3.5 – I primi quattro quesiti proposti dal ricorrente, riflettendo l’impostazione del ricorso, nel quale vengono denunziati vizi correlati tanto alla violazione di legge quanto a carenze di natura motivazionale, ancorchè articolati sotto distinte prospettazioni, attengono all’evidenza, in ciascuna delle distinte formulazioni, sia alla violazione di norme di legge che al vizio di motivazione.

Deve quindi ribadirsi l’inammissibilità dei motivi cumulativi e, comunque, che si concludano con un quesito che non permetta di riferirlo in modo chiaro ed univoco ad uno di essi (Cass. n. 5471 del 2008; n. 1906 del 2008) e che non evidenzi l’elemento strutturale della norma che si assume violata, non consistendo in una chiara sintesi logico – giuridica della questione sottoposta, formulata in termini tali per cui dalla risposta – negativa od affermativa – che ad esso si dia, discenda in modo univoco l’accoglimento od il rigetto del gravame (Cass. S.U. n. 20360 del 2007), soprattutto se – come nella specie – riferiti indistintamente ad entrambi i profili dell’unico motivo, con il quale è stata dedotta, in modo indifferenziato, la violazione di legge ed il vizio di motivazione (Cass. 23 luglio 2008, n. 20360).

3.6 – I primi quattro quesiti, e, quindi, i profili di censura cui si riferiscono, sono inammissibili.

4 – Quanto alla questione che si rispecchia nel quinto quesito, che attiene al vizio di motivazione circa il mancato pagamento di compensi per prestazioni (perizia di variante e aggiornamenti progettuali) non riconducibili alla condotta in relazione alla quale si sarebbero verificate le gravi inadempienze, devesi rilevare che la sentenza impugnata ha congruamente posto in evidenza che “l’inadempimento del professionista ha inciso in modo apprezzabile nell’economia complessiva del rapporto con il Consorzio, anche in considerazione del pregiudizio causato al Consorzio stesso, il quale è stato costretto ad avviare procedura di recupero delle somme indebitamente percepite dal R.T.I. (ben Lire 864.418.675, n.d.r.) senza certezza di buon esito”.

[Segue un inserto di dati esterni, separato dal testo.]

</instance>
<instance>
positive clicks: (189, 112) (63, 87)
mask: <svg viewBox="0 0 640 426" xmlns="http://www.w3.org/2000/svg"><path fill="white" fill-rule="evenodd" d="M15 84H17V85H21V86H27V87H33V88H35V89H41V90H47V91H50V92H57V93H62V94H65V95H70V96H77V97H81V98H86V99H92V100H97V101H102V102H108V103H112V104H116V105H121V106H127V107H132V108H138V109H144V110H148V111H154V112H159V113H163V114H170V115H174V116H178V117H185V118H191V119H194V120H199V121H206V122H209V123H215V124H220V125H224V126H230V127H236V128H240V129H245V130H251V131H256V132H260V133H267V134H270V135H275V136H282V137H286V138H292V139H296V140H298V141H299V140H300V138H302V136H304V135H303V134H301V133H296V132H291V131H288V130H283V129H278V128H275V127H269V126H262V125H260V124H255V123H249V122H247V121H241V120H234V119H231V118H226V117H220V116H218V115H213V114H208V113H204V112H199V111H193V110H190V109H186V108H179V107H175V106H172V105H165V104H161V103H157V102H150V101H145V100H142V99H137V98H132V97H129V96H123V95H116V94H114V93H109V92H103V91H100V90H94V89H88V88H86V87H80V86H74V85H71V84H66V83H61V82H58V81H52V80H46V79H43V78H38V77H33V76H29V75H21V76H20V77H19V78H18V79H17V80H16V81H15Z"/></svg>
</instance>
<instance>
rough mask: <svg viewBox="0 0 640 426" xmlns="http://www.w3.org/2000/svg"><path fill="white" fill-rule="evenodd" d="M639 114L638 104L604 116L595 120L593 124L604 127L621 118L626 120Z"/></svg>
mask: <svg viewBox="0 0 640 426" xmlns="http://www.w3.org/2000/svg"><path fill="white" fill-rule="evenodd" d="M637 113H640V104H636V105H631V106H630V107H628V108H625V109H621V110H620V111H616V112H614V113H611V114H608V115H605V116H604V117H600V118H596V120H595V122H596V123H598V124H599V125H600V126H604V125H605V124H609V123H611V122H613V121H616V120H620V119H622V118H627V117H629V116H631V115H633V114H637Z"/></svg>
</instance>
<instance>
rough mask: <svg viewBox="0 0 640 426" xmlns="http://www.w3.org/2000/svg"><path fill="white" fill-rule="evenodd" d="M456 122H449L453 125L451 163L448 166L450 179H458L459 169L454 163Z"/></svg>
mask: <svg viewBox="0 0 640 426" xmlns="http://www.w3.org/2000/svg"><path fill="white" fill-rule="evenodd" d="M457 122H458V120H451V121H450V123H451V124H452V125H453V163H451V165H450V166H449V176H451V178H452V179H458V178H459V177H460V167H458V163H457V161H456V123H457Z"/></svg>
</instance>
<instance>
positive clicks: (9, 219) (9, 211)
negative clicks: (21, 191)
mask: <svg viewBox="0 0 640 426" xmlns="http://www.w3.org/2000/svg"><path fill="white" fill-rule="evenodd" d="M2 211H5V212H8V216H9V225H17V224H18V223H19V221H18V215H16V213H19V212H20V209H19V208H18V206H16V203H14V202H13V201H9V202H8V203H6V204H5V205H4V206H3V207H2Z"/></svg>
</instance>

Premesso che il giudizio sulla frazionabilità dell’oggetto complessivo del contratto e sulla autonomia della singola frazione costituisce valutazione di merito e non può formare oggetto di una questione dedotta per la prima volta in sede di legittimità (Cass., 2 maggio 2005, n. 10700), e che nella specie, come si afferma nella sentenza impugnata, si tratta di unico contratto avente ad oggetto l’incarico per la progettazione e direzione lavori conferito dal Consorzio A.S.I. della Provincia di Agrigento con Delib.

Commissariale 1 agosto 1981, n. 55/81, va osservato che la risoluzione del contratto, per le ragioni sopra indicate e, per come malamente criticate, ormai irrevocabilmente incensurabili, investa, secondo l’esplicita motivazione come sopra indicata, l’intero rapporto, con conseguente insussistenza del vizio denunciato.

5 – Non si provvede in merito al regolamento delle spese processuali, non avendo la parte intimata svolto attività difensiva.

PQM

La Corte rigetta il ricorso.

Così deciso in Roma, nella Camera di consiglio della Sezione Prima Civile, il 11 gennaio 2016.